Bedfordshire-based percussionist, Joby Burgess, is giving Bedford’s musicians a unique opportunity to take part in a workshop as part of CoMA’s Contemporary Music For All Festival at Elstow Abbey this Saturday (5 March).
One of Britain’s most diverse percussionists, Joby is best known for his virtuosic performances, daring collaborations, extensive education work, and appearances throughout Europe, the USA and beyond.
Both in the studio and on the road Joby has worked with artists including Peter Gabriel, Will Gregory, Nicole Lizée, Gabriel Prokofiev, Max Richter and Pete Tong.
His work has also featured in numerous film and television scores including Rocketman, Paddington 2 and Doctor Who.
Keen to give something back to his local community, Joby is running a morning workshop for musicians of all ages and an evening concert as part of the CoMA Festival. Both are being held in the beautiful Elstow Abbey on Saturday 5 March.

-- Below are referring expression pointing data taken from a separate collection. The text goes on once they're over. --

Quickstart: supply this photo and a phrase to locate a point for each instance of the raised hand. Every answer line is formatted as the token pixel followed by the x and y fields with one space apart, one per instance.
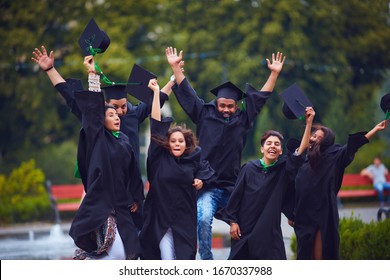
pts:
pixel 45 62
pixel 153 85
pixel 172 57
pixel 277 62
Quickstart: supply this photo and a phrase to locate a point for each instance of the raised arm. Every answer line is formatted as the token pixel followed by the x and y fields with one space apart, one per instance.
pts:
pixel 275 67
pixel 46 63
pixel 167 89
pixel 174 60
pixel 156 110
pixel 379 127
pixel 309 114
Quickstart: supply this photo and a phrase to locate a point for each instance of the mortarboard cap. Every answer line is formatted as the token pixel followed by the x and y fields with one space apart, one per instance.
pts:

The workshop, which costs £5 and runs from 10.30am – 1pm, focuses on Terry Riley’s revolutionary In C, composed in 1964 on America’s west coast.

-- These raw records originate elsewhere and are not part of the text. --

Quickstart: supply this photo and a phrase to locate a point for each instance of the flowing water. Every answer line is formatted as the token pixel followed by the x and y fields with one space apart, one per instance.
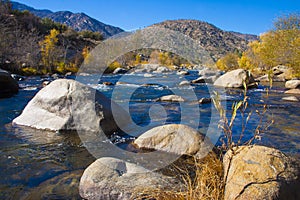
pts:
pixel 48 165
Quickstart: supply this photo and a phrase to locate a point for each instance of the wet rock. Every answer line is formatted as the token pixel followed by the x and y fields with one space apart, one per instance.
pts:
pixel 69 105
pixel 184 83
pixel 258 172
pixel 147 75
pixel 235 79
pixel 209 72
pixel 205 79
pixel 292 91
pixel 120 71
pixel 280 69
pixel 291 98
pixel 171 98
pixel 8 85
pixel 174 138
pixel 114 179
pixel 292 84
pixel 18 77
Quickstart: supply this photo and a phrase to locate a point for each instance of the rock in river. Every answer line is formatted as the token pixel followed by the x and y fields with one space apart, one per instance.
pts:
pixel 171 98
pixel 8 85
pixel 258 172
pixel 235 79
pixel 114 179
pixel 292 84
pixel 69 105
pixel 174 138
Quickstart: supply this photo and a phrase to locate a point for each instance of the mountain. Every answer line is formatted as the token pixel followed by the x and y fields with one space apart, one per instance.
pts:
pixel 216 41
pixel 248 37
pixel 77 21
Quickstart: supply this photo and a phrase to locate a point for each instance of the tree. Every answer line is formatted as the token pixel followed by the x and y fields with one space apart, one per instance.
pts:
pixel 280 46
pixel 48 50
pixel 228 62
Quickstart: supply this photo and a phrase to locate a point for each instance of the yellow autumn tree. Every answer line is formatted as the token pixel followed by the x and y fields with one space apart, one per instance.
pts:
pixel 228 62
pixel 49 50
pixel 280 46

In C marks the beginning of the minimalist movement in music, fusing ideas from rock ‘n’ roll and Indian raga with classical performance.
53 short melodic fragments provide each musician with their own path through this joyful, rhythmic and essentially hip slice of new music.
Those interested in coming along should be able to read music and have experience of performing in an ensemble, orchestra or band.
Minimum age is 13, recommended ability Grade 5 or above. Every instrument is welcome – although pianos will be provided.
The evening concert (tickets £6 – £12) is an opportunity to hear the Joby Burgess Percussion Collective in a special performance celebrating new music.
Marimbas, bass drums and aluminium harp feature in the atmospheric and acoustically perfect Elstow Abbey.
All proceeds from the evening concert’s interval drinks will go towards the build of Elstow Abbey’s Hillersden Hall – the fantastic new community space built on the ruins of Hillersden Manor.
Joby said, “I am excited to be bringing CoMA’s Contemporary Music for All Festival to Bedford for the first time.
“Our events are part of a nationwide celebration of new music, which see workshops and performances led by some of the world’s leading musicians at 22 locations across five countries.
“With fresh, dynamic music, this is a unique opportunity to embrace a new sonic experience in the heart of Bedfordshire.”
Talking about the venue, Joby said, “I only discovered Elstow Abbey recently – it is a beautiful building with a dreamy acoustic – that has been a site of worship for nearly 1,000 years. My group of percussions, piano and electronics, the Joby Burgess Percussion Collective, will perform a range of 20th century classics and recent work in this atmospheric setting.”
“We’ll be performing John Cage’s satirical Credo in Us pits piano – performing cowboy songs and boogie-woogie – against classical gramophone recordings and live radio, whilst John Luther Adams uses four bass drums in great musical waves to recreate the shaman’s journey, riding the sound of the drum to and from the spirit world.”
“We also perform blissful music from my new recording Marimba Quartets, which uses the warm, earthy sound of the marimba in my arrangements of some of Eric Whitacre’s ever-popular choral works and the ethereal Canna Sonora – a nine-foot tall Capone era Aluminium Harp – takes centre stage in Linda Buckley’s 2018 Barbican commission Discordia.”